Abstract 135P
Background
The phase 3 CameL and CameL-sq studies have proven the superiority of first-line camrelizumab plus chemotherapy (camre-chemo) vs chemo for progression-free survival (PFS) in patients (pts) with advanced non-squamous and squamous NSCLC, respectively. Here, we report pooled outcomes of pts from the two trials with long-term follow-up.
Methods
Pts with stage IIIB–IV NSCLC, no EGFR/ALK alterations, ECOG PS of 0 or 1, and no prior systemic therapy for metastatic disease were randomized to 4–6 cycles of carboplatin-pemetrexed ± camre followed by maintenance pemetrexed ± camre (non-squamous) or carboplatin-paclitaxel + placebo/camre followed by placebo/camre (squamous). Crossover from chemo to camre was permitted at radiographic progression, and RPSFT model was used to adjust for crossover. Total camre exposure was up to 2 yrs.
Results
801 pts were included (camre-chemo, N=398; chemo, N=403). Baseline characteristics were well balanced between the two groups (male, 82% with camre-chemo vs 82% with chemo; median age, 61 vs 61 yrs; ECOG PS of 1, 78% vs 80%; smoking history of ≥20 packs/yr, 73% vs 71%; PD-L1 TPS of ≥1%, 59% vs 52%). As of Jan 31, 2022, median follow-up was 21.6 mo (range 0.2–51.3) in camre-chemo group and 15.2 mo (range 0.5–48.6) in chemo group. Median PFS (mPFS) per investigator was 11.0 mo (95% CI 9.3–12.6) with camre-chemo vs 5.5 mo (95% CI 5.5–5.6) with chemo (HR 0.44 [95% CI 0.38–0.52]; 1-sided p <0.0001). Median overall survival (mOS) was 26.1 mo (95% CI 22.9–29.2) with camre-chemo vs 16.8 mo (95% CI 14.9–19.9) with chemo (HR 0.66 [95% CI 0.55–0.79]; 1-sided p <0.0001); the OS rate was 52.3% (95% CI 47.1–57.3) vs 37.7% (95% CI 32.8–42.6) at 24 mo, 31.9% (95% CI 25.6–38.4) vs 21.0% (95% CI 16.0–26.4) at 36 mo, and 26.8% (95% CI 19.5–34.7) vs 12.4% (95% CI 7.4–18.7) at 48 mo. Crossover-adjusted mOS was 14.5 mo (95% CI 12.9–16.5) with chemo (HR 0.52 [95% CI 0.43–0.63]; 1-sided p <0.0001). No new safety signals were observed.
Conclusions
With extended follow-up, camre plus chemo continued to provide clinically meaningful survival benefits over chemo with manageable safety in pts with previously untreated, advanced non-squamous and squamous NSCLC.

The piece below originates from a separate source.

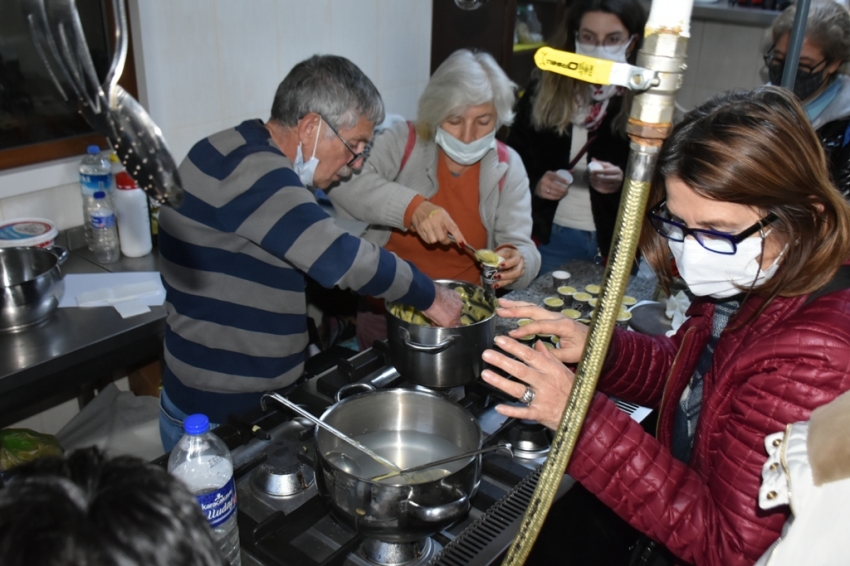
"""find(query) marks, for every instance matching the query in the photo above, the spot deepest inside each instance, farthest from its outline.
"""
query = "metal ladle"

Clinical trial identification
NCT03134872 (First Posted: May 1, 2017) and NCT03668496 (First Posted: September 12, 2018).
Legal entity responsible for the study
Jiangsu Hengrui Pharmaceuticals Co., Ltd.
Funding
Jiangsu Hengrui Pharmaceuticals Co., Ltd.
Disclosure
C. Zhou: Financial Interests, Personal, Invited Speaker: Roche, Lily China, Boehringer Ingelheim, Merck, Hengrui, Qilu, Sanofi, Merck Sharp & Dohme, Innovent Biologics, C-Stone, Luye Pharma, TopAlliance Biosciences, and Amoy Diagnostics; Financial Interests, Personal, Advisory Role: Innovent Biologics, Hengrui, Qilu, and TopAlliance Biosciences. Y. Tai, X. Ma, X. Lu: Financial Interests, Personal, Full or part-time Employment: Hengrui. All other authors have declared no conflicts of interest.